What are Cathedrals for?


Hear from Dean Sue about the significance of Cathedrals and the report from English Cathedrals.

Richard Carver in his 1989 book of selected stories entitled Where I am calling from: new and selected stories, asks this question in one story entitled ‘Cathedral’.  In the story the narrator tries to describe a Cathedral to a blind man. The blind man does not get it, he does not understand what Cathedrals are for:

I wasn’t getting through to him, I could see that… I tried to think what else to say. ‘They are really big,’ I said. ‘They’re massive. They’re built of stone. Marble too, sometimes. In those olden days, God was an important part of everyone’s life. You could tell this form their Cathedral-building…

The narrator tries hard to get the blind man to understand a Cathedral and we as a Cathedral try quite hard to get people to understand what Cathedrals are for. Some say, ‘O, they are just big churches!’ But for me Cathedrals are about more than being a big church. In Liverpool Cathedral we talk about the Cathedral being a place of Encounter. Like the description in the book we are big, built of stone and brick and many will tell you that Liverpool Cathedral is the fifth largest in the world and has the highest and heaviest set of bells.  Liverpool Cathedral is more than that. It is a place of Encounter where people meet a magnificent and majestic building. It is a place where people Encounter inspiring Christian Worship. It is a place with people are at its heart whether that be the worshiper, the visitor or the staff. Liverpool Cathedral is a place of Encounter where God is ever present, a God who knows and loves all people.

This past week has seen the publication of a report that looks at the economic and social impact of English Cathedrals

 The report state that the 42 Cathedral in England in 2019:

  • Contributed £235 million to their local economies
  • Welcomed 14.6 million people
  • Received visitor income of £52million
  • Employed 6065 people
  • Hosted 9,580 events
  • Offered 15,400 people the opportunity to volunteer.
  • Supported the community through foodbanks, unemployment programmes, and by supporting migrants and asylum seekers.
  • They also supported the community through children’s work, holiday clubs, toddler groups and community cafes.
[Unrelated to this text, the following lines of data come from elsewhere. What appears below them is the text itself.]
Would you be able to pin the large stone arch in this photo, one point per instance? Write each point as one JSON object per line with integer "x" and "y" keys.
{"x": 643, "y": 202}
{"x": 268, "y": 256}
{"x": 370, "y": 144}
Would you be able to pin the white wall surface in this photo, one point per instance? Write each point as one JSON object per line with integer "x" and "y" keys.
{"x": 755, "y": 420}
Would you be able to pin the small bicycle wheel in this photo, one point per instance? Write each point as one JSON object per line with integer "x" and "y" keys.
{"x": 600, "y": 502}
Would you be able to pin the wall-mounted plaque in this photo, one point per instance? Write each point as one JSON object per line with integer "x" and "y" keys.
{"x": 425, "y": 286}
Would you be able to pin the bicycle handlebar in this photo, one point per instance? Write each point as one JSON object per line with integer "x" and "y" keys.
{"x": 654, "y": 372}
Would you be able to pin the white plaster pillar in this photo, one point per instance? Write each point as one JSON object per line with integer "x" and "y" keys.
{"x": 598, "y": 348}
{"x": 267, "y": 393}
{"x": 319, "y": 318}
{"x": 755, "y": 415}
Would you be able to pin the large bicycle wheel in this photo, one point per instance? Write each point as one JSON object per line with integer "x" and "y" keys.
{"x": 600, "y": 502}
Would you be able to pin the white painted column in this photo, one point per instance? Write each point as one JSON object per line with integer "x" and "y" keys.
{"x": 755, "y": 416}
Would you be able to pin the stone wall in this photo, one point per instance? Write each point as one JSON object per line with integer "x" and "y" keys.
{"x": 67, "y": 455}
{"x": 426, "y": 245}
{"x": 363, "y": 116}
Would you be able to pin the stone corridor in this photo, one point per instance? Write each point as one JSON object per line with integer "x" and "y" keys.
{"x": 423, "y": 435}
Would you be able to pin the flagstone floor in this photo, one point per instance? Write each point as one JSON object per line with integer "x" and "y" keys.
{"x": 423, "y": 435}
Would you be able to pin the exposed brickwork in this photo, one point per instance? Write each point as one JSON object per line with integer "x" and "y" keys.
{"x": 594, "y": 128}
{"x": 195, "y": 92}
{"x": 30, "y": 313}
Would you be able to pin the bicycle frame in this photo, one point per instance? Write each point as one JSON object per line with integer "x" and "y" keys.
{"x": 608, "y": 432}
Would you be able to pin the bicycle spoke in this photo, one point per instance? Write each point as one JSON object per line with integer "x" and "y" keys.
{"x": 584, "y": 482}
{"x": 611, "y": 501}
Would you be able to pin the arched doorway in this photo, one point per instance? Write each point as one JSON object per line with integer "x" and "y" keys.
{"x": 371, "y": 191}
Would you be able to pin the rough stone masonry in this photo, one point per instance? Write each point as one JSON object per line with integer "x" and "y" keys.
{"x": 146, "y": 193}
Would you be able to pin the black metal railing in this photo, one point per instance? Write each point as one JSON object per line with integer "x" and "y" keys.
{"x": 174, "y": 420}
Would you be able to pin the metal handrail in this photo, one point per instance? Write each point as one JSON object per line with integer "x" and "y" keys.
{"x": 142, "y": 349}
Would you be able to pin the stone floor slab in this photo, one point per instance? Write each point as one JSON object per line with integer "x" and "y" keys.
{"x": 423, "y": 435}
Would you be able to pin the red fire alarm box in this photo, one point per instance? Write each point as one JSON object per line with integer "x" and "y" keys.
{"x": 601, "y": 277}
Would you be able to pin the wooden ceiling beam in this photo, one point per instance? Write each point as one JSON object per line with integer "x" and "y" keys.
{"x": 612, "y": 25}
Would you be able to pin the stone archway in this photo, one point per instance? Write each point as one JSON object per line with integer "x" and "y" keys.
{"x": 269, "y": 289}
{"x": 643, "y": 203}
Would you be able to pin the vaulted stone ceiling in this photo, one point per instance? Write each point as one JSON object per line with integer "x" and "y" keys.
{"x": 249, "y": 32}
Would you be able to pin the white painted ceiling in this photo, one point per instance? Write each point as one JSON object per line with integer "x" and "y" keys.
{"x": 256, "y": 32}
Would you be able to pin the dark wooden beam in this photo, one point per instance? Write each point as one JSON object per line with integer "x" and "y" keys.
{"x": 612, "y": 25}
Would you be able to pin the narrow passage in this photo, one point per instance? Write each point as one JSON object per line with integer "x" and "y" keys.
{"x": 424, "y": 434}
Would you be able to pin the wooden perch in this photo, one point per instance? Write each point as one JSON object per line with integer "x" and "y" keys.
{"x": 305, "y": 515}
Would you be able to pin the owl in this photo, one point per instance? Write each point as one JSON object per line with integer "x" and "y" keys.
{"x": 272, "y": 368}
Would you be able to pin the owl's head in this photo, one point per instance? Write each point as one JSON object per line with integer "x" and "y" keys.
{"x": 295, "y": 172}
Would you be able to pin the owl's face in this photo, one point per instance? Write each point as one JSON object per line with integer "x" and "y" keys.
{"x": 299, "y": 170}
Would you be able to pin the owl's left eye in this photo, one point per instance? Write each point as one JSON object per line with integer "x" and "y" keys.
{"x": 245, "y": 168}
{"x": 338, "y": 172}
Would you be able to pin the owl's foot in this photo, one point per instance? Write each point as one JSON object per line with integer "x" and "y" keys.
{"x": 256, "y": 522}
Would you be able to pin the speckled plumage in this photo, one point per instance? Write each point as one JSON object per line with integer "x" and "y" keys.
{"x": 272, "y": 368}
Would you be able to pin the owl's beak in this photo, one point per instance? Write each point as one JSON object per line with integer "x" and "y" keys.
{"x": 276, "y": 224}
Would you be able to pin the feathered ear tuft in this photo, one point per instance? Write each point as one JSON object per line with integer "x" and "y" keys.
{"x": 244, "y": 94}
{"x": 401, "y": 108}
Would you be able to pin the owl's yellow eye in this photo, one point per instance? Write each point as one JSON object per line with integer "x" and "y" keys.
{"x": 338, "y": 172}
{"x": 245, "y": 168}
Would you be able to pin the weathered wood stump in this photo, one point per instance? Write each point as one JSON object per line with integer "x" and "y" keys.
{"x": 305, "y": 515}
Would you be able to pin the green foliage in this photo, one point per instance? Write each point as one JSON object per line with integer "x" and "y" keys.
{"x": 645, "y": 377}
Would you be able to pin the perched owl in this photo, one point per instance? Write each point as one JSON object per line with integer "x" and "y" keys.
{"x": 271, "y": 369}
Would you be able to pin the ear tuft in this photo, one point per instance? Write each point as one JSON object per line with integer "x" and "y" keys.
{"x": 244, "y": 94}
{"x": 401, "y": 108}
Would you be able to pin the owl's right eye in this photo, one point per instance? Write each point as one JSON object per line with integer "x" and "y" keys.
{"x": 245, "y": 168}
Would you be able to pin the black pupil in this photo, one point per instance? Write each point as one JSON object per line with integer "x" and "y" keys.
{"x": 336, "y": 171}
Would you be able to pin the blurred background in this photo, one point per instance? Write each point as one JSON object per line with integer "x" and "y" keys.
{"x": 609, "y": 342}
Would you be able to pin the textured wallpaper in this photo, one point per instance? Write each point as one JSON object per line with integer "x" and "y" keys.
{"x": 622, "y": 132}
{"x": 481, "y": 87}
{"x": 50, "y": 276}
So, ‘What are Cathedrals for?’ They are clearly more than just ancient monuments; they are living breathing places contributing to the economy and the communities in which they are placed.

Within the report are a set of case studies form a number of different Cathedrals, one being Liverpool Cathedral. Here at Liverpool Cathedral we pride ourselves for the innovative ways in which we open our doors to all sorts of different activities form the installation of art works (including, the Moon, Gaia and more recently the Peace Doves) to outstanding music through concerts and worship. We welcome people of all ages, from different ethnic backgrounds and from diverse communities. Liverpool Cathedral is the people’s Cathedral, it was built for the people by the people and to the Glory of God.

What are Cathedrals For? Well why not come and see. Come and see what a visitor in Liverpool Cathedral has just said to me is ‘a magnificent space that speaks of something beyond myself,’ something he cannot articulate as he says he is not a religious man. But something we as Christians articulate as the God who knows and loves us, and whom we encounter in Liverpool Cathedral.